For at some point, there will have to be a discussion about how we pay this back.
The government is currently borrowing record amounts on the financial markets to plug the gap – but that may not be enough. There may have to be tax hikes, possibly less generous rises in pensions.
But it may be a while until the economy is robust enough to bear that.
‘Value for money issue’
Of the policy measures announced in Wednesday’s summer statement, the biggest was the plan to pay employers £1,000 for every furloughed worker they retain past January. The total bill could rise as high as £9.4bn, but only if every furloughed worker keeps their job.
But Mr Johnson said there was a “value for money issue” about the scheme.
“A lot, probably a majority, of the job retention bonus money will go in respect of jobs that would have been, indeed already have been, returned from furlough anyway,” he said. And he said much of the planned cuts in VAT and stamp duty “will be deadweight”.
It has also emerged that the UK tax authority had some doubts. Jim Harra, HMRC’s permanent secretary, wrote to the chancellor earlier this week about the Job Retention Bonus and Eat Out To Help Out policies.
On both, he said, advice received by HMRC and the Treasury “highlights uncertainty around the value for money” of the proposals.
However, the correspondence showed the chancellor said the plans should go ahead because there was a “compelling case”.
Businessman Charlie Mullins, founder of Pimlico Plumbers, also questioned if the job retention bonus was money well spent, as he thought some firms would only retain staff until they get the cash.
“Firms will either want their staff back, or they won’t. I just feel some employers will take advantage of this scheme,” he told the BBC.

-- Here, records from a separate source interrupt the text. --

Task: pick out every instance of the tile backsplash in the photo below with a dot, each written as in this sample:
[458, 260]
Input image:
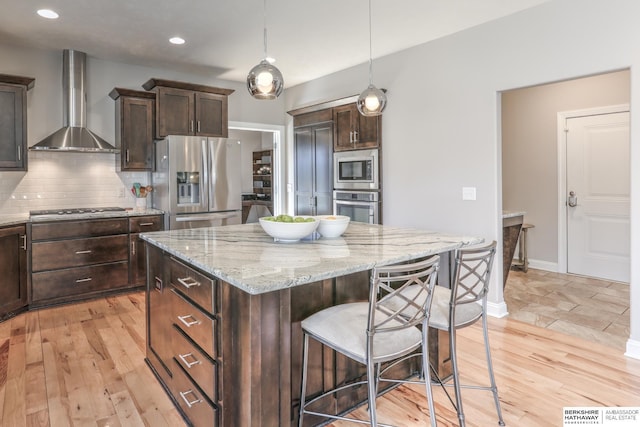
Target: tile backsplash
[68, 180]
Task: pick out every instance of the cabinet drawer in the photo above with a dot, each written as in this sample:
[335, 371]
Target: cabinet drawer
[195, 406]
[195, 363]
[79, 252]
[140, 224]
[193, 284]
[76, 281]
[195, 323]
[74, 229]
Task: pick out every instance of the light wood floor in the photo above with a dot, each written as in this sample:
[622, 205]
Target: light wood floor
[82, 365]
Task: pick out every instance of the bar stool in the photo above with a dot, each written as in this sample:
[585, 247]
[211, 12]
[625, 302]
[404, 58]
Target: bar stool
[463, 305]
[375, 332]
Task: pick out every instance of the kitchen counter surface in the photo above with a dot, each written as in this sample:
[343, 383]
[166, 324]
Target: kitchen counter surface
[246, 257]
[116, 214]
[13, 219]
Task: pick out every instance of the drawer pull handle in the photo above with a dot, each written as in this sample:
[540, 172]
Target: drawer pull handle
[188, 282]
[183, 395]
[183, 357]
[187, 323]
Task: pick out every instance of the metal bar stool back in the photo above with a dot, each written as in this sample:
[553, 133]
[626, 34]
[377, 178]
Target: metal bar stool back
[463, 305]
[387, 327]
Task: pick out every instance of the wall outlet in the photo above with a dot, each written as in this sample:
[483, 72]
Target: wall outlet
[468, 193]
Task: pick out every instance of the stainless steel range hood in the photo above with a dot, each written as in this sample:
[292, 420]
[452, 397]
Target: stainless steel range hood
[74, 136]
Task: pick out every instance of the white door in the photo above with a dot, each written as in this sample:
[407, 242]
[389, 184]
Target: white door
[598, 188]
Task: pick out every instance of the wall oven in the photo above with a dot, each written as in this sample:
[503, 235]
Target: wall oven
[360, 206]
[356, 170]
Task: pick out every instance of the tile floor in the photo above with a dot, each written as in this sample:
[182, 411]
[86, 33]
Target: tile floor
[596, 310]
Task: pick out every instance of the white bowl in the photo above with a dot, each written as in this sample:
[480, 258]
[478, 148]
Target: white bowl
[289, 231]
[332, 226]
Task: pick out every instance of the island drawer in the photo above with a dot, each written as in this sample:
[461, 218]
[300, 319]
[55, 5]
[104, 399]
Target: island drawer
[79, 252]
[196, 324]
[85, 228]
[195, 363]
[196, 407]
[76, 281]
[194, 285]
[141, 224]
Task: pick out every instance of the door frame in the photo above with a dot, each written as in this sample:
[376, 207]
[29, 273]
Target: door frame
[278, 166]
[562, 171]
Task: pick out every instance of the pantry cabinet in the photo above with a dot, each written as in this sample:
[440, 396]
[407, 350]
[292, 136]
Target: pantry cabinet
[135, 128]
[13, 122]
[13, 270]
[189, 109]
[353, 131]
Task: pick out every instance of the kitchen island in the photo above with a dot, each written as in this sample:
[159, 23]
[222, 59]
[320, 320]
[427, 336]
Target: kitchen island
[225, 306]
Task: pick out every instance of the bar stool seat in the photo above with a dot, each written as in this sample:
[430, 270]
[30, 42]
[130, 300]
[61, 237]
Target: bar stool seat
[388, 327]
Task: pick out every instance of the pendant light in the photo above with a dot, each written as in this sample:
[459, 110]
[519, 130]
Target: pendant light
[372, 100]
[265, 80]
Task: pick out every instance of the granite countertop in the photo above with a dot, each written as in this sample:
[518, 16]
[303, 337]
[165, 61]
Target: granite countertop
[246, 257]
[6, 220]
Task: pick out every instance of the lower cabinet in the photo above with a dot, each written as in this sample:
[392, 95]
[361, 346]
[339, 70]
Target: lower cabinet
[78, 259]
[183, 336]
[13, 270]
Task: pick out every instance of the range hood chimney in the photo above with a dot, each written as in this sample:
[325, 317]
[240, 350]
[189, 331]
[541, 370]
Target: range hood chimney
[74, 136]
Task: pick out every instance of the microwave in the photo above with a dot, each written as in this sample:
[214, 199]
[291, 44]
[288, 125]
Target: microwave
[356, 170]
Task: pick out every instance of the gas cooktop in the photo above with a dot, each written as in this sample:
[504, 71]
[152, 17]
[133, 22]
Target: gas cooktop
[74, 211]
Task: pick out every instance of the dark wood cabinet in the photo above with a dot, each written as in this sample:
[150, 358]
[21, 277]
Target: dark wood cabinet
[189, 109]
[137, 251]
[13, 270]
[78, 259]
[13, 122]
[135, 128]
[353, 131]
[313, 164]
[183, 336]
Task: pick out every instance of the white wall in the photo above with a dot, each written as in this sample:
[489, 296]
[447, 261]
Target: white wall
[530, 151]
[87, 180]
[441, 126]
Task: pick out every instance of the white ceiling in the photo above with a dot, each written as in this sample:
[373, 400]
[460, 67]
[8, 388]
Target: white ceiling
[308, 38]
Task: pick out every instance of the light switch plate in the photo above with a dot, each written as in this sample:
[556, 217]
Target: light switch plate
[468, 193]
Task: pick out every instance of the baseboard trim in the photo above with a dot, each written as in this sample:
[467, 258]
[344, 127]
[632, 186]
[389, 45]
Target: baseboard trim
[633, 349]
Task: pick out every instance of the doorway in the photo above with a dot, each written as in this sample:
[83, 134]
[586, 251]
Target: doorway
[594, 179]
[272, 136]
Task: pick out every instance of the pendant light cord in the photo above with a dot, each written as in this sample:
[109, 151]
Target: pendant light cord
[264, 17]
[370, 50]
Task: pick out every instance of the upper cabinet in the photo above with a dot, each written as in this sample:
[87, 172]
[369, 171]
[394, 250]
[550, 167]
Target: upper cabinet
[135, 123]
[353, 131]
[13, 122]
[189, 109]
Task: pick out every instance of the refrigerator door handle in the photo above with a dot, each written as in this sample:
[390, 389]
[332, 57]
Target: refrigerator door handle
[205, 195]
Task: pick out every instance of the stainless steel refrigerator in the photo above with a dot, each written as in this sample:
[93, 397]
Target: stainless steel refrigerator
[197, 182]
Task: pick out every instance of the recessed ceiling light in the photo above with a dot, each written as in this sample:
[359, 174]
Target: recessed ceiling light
[48, 13]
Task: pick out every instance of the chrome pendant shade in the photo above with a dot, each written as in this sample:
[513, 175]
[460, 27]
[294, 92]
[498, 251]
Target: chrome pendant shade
[265, 81]
[372, 100]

Meanwhile, Torsten Bell, chief executive of the Resolution Foundation think tank, said the financial cost of the crisis, at £190bn so far, was “approaching the amount we spend on the day-to-day running of our NHS, schools and colleges each year”.
He welcomed the focus on supporting young people and sectors most affected by lockdown, but added: “The scale of support… risks falling short of what will be required. The chancellor is taking quite a gamble on the strength of the recovery in the months ahead.”